I have a friend that was in foreclosure and she filed chapter 7 bankrupcy, her attorney told her that if she included the house in the bankrupcy that it will not be considered foreclosured on. The attorney also told her that even though she was in the middle of the foreclosure and still living in the house that when she filed she would have to leave the property. I always thought that when you filed chapter 7 and did not reaffirm your property and you were already in foreclosure that the bankrupcy would put a stay on the foreclosure proceedings but once it was discharged the foreclosure would resume and until there was a sale date on the property you could remain in the home.
Most of the "'advice" you have posted here is completely wrong. For starters, people filing bankruptcy have to include all their debts and all their assets, so that would include the house. However, that does not mean they have to surrender exempt assets.
You are right in your assumptions about Chapter 7, except that the bankruptcy stay may be lifted sooner than the discharge date if the creditor files a Motion for Relief from Stay. It may be that your friend misunderstood what the attorney told her. Many people fle Chapter 7 who have no intention of surrendering the house. It does not preclude them if doneproperly from litigating over the house and the foreclosure, however it sounds like she will need the services of an attorney who is knowledgable about foreclosure litigation to assist her, since a Chapter 7 does nothing to change the foreclosure situation other than a temporary stay.
On the other hand, the Orlando Division of the bankruptcy court has a worthwhile mediation program in place in Chapter 13 cases where the homestead real property is at issue. Your friend should not proceed without consulting an attorney who is knowledgable about Chapter 13 and how it would work for her, and who is familiar with the Orlando Division's mediation program.
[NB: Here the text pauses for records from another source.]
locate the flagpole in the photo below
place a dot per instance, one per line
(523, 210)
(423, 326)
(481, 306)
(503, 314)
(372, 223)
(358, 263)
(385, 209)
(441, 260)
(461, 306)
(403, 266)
You asked a lot of questions. The bankruptcy filing institutes the automatic stay which pauses any foreclosure, collection and other actions. The creditor, at any time, and regardless if the Debtor states he will reaffirm or not, can request that the automatic stay be lifted if certain parameters are met, which I won't go into detail here. So the creditor does not have to wait until the conclusion of the bankruptcy case and the issuance of a discharge before continuing foreclosure efforts. You can remain in the property until you are told to leave by the creditor.
At the risk of starting World War III, I am going to disagree with Ms. Golant's typically detailed and accurate response in one respect--I do not believe that most of the 3 other responses are incorrect. Some things are open to interpretation, use of words.
Here is the olive branch, I do not believe that your question can be accurately answered in an Avvo-setting. You need to consult with an attorney, face to face, and not rely on 3rd hand information filtered by what your friend believes her attorney told her. That would mean you are relying on the attorney's advise as it was filtered by the capacity of your friend to absorb.
As noted by one of the attorneys, a bank does not have to wait til the Chapter 7 proceeding is over before resuming the foreclosure process in state court. If a foreclosing bank is well organized, they act quickly, and their attorney uses negative notice in the motion, without a valid objection to the bank getting stay relief [permission from the bankruptcy court judge to the bank to allow the bank to proceed in state court], the bank could start up the foreclosure process in state court within 30 days from the date of the filing of the bankruptcy, even though the Chapter 7 proceeding might last another 2-3 months.
As noted by one of the attorneys, the time it would take to complete the state court foreclosure process might be many many months. A recent article from a real estate analyst
estimates that the average time for a foreclosure to take from start to finish to be about 2 years. The creditor getting stay relief does not mean that the foreclosure is a snap-your-fingers over and done matter.
And, speaking of stay relief in general, there are instances of attorneys objecting to stay relief using the same basis that have been asserted in the defense of the foreclosure, but the difference being that the bankruptcy court judges are not acting under pressure from the legislature to push foreclosures through the Court system. As a result, the rules of discovery and the bank's attorneys' conduct must toe the line when it comes to providing documents, explaining how they were assigned the note and mortgage, ensuring that the proper records custodians are used, and so forth. Or, to put it another way, the bankruptcy judges will not tolerate the game-playing that goes on in state court.
As I say, a face-to-face meeting with an attorney is essential for you to have a direct and accurate resource upon which to rely when making your decisions.
All liabilities must be listed and, hence, are "included in the bankruptcy." Perhaps what is meant is that the home was surrendered in the bankruptcy. The stay can be lifted early as others have described. The owner-debtor has the legal right to stay in the home until title is passed out of his/her name. This usually occurs by court certificate after the bankruptcy is completed and can take several months to years depending on how promptly (or not) the lender proceeds.
As long as the debtor's name is on the property, he/she MAY be responsible for maintenance (or big fines) by governmental authorities and premises liability even though he/she has vacated.
Other options to explore with a knowledgeable attorney:
1) Short sale to remove title from debtors name.
2) Removal of the mortgage and debt by quiet title if debt was securitized by bank.
What is said above is only partially true.
Will it show up on your credit as a foreclosure? Yes. They disclose how they obtained the collateral.
Can they report missed payments? No.